PostgreSQL can answer these questions with multi-table JOINs, but:
- The queries are complex and slow as the dataset grows
- Relationship traversal (e.g., "find all companies within 3 hops of this person") maps poorly to relational SQL
- Adding new relationship types requires schema changes and query rewrites
The OSINT pipeline already produces richly structured entity data (companies, directors, UBOs, findings, evidence, sanctions, establishments, financial metrics) that naturally forms a graph.
Decision
Add Neo4j as a read-only knowledge graph using a CQRS (Command Query Responsibility Segregation) pattern:
- PostgreSQL remains the write store: All case data, audit events, and evidence continue to be written to PostgreSQL. No write paths are modified.
- Neo4j is populated asynchronously via ETL: When a case reaches a terminal state (APPROVED/REJECTED), a
GraphETLservice reads case data from PostgreSQL and OSINT results from MinIO, then creates nodes and relationships in Neo4j. - Graph operations are optional: All graph operations are guarded by
neo4j_enabled. WhenFalse, every method is a silent no-op. The system functions identically without Neo4j.
Node types
Company, Person, Finding, Evidence, SanctionMatch, Establishment, FinancialMetric
Key relationships
HAS_DIRECTOR, HAS_UBO, HAS_ESTABLISHMENT, HAS_FINDING, HAS_EVIDENCE, SANCTIONED, FILED_FINANCIALS, BASED_ON, CONTAGION_FROM
API endpoints
Four query endpoints under /api/graph/: co-directorships, entity-network, risk-propagation, fraud-patterns.
Agent integration
The synthesis agent receives a graph query tool for cross-case context during risk assessment.
Consequences
Positive
- Cross-case entity analysis: Co-directorship clusters, sanctioned persons across cases, and risk contagion paths become first-class queries
- Performance: Graph traversal queries (N hops) run in milliseconds vs. seconds for equivalent SQL JOINs
- Non-invasive: Existing PostgreSQL code is untouched; Neo4j is additive only
- Graceful degradation: System works identically when Neo4j is unavailable
Negative
- Operational complexity: Another database to run, back up, and monitor
- Eventual consistency: Graph data lags behind PostgreSQL by the ETL delay (seconds to minutes)

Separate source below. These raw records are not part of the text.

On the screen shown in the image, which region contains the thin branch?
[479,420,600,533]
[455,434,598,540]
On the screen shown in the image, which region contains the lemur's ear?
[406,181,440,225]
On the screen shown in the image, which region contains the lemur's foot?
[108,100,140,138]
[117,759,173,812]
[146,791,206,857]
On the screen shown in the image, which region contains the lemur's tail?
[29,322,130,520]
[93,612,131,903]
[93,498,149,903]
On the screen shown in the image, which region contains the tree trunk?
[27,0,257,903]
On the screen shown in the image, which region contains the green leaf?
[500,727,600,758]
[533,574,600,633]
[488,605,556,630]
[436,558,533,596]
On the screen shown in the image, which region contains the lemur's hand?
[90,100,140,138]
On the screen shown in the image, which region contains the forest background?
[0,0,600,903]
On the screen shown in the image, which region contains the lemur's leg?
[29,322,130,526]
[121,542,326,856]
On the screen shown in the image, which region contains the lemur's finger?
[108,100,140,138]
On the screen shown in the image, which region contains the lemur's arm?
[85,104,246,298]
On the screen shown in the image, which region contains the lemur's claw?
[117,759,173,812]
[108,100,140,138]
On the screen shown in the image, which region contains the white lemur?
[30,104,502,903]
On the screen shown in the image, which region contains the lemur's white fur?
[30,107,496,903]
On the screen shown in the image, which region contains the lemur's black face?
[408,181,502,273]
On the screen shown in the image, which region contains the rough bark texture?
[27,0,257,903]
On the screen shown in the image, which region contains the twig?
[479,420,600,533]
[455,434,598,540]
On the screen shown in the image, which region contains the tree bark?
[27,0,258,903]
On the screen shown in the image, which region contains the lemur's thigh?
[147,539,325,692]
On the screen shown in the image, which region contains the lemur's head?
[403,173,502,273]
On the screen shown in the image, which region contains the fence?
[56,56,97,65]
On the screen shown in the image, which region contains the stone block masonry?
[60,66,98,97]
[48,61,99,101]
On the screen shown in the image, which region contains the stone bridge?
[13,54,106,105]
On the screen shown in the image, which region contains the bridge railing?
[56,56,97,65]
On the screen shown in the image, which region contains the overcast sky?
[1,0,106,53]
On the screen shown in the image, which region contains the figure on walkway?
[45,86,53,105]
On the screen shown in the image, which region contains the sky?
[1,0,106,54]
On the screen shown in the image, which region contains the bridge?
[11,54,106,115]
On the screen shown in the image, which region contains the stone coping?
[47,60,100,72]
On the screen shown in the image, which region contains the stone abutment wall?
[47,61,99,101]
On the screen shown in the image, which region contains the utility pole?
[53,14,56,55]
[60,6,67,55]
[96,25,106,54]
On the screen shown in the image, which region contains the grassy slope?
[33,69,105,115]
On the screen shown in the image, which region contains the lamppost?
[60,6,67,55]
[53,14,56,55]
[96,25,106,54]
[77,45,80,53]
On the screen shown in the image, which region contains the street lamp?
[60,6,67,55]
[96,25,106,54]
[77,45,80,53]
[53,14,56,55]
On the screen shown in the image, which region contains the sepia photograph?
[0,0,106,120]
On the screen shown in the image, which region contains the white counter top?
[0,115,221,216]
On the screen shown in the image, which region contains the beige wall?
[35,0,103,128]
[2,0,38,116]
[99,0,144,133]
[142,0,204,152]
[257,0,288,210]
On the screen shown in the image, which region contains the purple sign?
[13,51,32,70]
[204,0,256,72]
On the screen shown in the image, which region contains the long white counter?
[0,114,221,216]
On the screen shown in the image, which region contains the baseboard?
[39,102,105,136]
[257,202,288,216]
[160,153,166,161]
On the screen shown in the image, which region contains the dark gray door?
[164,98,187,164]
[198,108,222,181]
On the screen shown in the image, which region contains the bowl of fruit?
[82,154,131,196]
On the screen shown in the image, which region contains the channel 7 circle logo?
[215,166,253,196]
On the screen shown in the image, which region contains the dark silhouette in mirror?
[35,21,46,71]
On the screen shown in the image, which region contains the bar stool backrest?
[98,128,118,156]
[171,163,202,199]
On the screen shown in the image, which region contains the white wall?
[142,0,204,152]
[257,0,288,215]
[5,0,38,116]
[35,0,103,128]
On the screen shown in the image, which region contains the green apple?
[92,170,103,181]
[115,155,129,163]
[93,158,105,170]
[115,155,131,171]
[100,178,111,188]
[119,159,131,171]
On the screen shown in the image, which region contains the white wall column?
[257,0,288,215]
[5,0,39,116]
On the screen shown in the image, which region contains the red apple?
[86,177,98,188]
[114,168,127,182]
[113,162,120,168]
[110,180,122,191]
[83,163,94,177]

- No transactions across stores: Cannot atomically write to both PostgreSQL and Neo4j
Neutral
- Neo4j Community Edition is sufficient (no enterprise features needed for PoC)

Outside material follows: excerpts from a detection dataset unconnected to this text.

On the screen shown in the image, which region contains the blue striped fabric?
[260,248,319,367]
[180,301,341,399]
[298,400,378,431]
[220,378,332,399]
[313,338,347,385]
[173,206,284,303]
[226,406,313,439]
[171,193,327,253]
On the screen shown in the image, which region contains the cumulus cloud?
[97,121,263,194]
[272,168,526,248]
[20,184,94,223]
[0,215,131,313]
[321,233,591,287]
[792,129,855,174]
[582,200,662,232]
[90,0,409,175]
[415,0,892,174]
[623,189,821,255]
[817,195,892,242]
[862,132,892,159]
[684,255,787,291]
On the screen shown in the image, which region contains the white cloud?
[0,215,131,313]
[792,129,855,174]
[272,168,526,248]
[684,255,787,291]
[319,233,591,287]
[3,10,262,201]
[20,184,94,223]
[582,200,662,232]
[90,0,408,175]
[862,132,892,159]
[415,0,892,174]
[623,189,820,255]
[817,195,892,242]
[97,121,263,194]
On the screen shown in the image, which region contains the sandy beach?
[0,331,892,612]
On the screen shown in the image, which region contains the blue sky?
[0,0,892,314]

- Docker Compose adds one service; production deployment adds one more managed database
Alternatives Considered
- PostgreSQL recursive CTEs: Could handle graph-like queries but with poor performance and complex SQL
- Apache AGE (PostgreSQL extension): Graph extension for PostgreSQL, but less mature ecosystem and tooling than Neo4j
- In-memory graph (NetworkX): Simple but no persistence, no scalability, no Cypher query language
- Skip graph entirely: Delay cross-case analysis to a future phase. Rejected because the data model is already graph-shaped and the value for fraud detection is high.